Azure / Moodle

Tooling and guidance on deploying Scalable Moodle Clusters on Azure.
MIT License
153 stars 165 forks source link

Mitigate performance issues through cache configuration and other improvements. #215

Open asw101 opened 3 years ago

asw101 commented 3 years ago

This PR mitigates performance and transient reliability issues which we have identified during load testing via JMeter and the Latency-Sensitive Stress Testing (time-gated-exam.jmx) exam with tweaks and updates for the latest version. The changes are as follows:

  1. Sets the Moodle localcachedir to /tmp/localcachedir

    During testing of the Large size deployment, which defaults to Azure Premium Files as the external file share, we identified files in the /moodle/moodledata directory that caused increased latency. The first is the localcachedir directory which Moodle recommends using a fast local file system for when Moodle is clustered.

  2. Sets alternative_component_cache to /var/www/html/moodle/core_component.php

    This change is in conjunction with localcachedir and provides significant performance improvements when moodledata is located on an external file share such as Azure Premium Files (see related issue https://github.com/Azure/Moodle/issues/126 regarding GlusterFS). We chose this directory because it must already exist and the web server must have permissions to write to it.

  3. Increases default osDisk size from 30Gb (120 IOPS/3,500 Burst IOPS/25MB/sec) to 256Gb (1,100 IOPS/3,500 Burst IOPS/125MB/sec)

    During load testing we believe we may have hit IOPS and/or Throughput limits at either the Disk and/or VM level which can cause a VM to become unavailable. Updates to Disk and VM metrics will make this clearer. In order to mitigiate this we chose a Premium SSD size with significantly more IOPS and throughput.

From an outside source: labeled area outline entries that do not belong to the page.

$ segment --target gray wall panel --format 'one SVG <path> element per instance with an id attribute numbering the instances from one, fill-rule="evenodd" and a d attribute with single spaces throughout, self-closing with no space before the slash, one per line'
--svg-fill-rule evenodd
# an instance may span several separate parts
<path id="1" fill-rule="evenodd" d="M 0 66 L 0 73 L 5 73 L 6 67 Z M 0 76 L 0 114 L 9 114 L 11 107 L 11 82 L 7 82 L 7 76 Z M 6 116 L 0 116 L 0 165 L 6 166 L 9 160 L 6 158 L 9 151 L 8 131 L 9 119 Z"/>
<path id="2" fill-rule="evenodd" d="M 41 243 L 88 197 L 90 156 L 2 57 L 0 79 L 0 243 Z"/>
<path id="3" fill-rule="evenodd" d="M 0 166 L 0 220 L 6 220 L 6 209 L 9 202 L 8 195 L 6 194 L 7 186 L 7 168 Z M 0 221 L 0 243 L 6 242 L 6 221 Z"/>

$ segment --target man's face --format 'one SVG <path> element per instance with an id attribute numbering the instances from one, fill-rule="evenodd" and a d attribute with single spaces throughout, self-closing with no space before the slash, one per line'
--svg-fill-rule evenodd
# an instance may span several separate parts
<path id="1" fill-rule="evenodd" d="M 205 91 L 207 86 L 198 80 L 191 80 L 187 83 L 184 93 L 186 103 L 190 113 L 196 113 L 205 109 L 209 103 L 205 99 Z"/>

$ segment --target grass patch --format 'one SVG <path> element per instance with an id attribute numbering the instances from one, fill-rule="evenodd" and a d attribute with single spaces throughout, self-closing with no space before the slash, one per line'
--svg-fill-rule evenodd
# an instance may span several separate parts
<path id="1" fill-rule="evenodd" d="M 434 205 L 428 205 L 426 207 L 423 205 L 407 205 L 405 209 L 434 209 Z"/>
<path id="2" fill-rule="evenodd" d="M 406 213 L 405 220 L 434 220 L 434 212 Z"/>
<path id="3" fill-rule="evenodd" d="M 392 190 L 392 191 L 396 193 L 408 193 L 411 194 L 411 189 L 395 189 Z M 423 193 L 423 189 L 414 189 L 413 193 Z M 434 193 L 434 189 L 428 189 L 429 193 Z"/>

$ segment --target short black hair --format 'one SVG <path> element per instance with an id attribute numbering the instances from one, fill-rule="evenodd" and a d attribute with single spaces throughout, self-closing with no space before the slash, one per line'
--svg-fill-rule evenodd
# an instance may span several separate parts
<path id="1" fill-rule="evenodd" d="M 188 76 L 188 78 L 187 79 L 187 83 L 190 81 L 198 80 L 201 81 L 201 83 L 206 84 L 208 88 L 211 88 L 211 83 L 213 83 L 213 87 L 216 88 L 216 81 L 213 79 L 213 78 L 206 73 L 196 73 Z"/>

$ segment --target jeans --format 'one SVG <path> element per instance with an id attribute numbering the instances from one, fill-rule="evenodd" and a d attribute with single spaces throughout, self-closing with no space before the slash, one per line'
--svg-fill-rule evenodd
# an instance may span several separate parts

    We initially chose 1,024Gb (5,000 IOPS/200MB/sec) because this size is the first that does not utilize the 3,500 "Burst" IOPS. Latency also decreased as the disk size was increased. However, a smaller size such as 256Gb (1,100 IOPS/3,500 Burst IOPS/125MB/sec) may be suitable and this PR changes from 30Gb to 256Gb.

    We applied this change to both the Virtual Machine Scale Set (VMSS) that handles the web traffic, as well as the Controller VM we use for JMeter testing (after resizing to match the VMSS), in order to maintain parity in terms of IOPS and throughput.

  4. Defaults Load Balancer and Public IP to the Standard SKU.

    We upgraded our Load Balancer and Public IP to the Standard SKU to enable the Multi-dimensional metrics and alerts, particularly "SNAT connections", to help avoid as well as confirm we do not experience issues such as SNAT Port Exhaustion.

These changes have been tested to deploy successfully against the current master, though load testing was performed against an earlier commit.

(Special thanks to @iennae for feedback and insights throughout!)

asw101 commented 3 years ago

Thank you @naioja for your tweaks for NSG with Standard Load Balancer. I have merged the current changes from master and resolved the merge conflict. I have also included your suggested snippet to ensure the alternative_component_cache directory exists!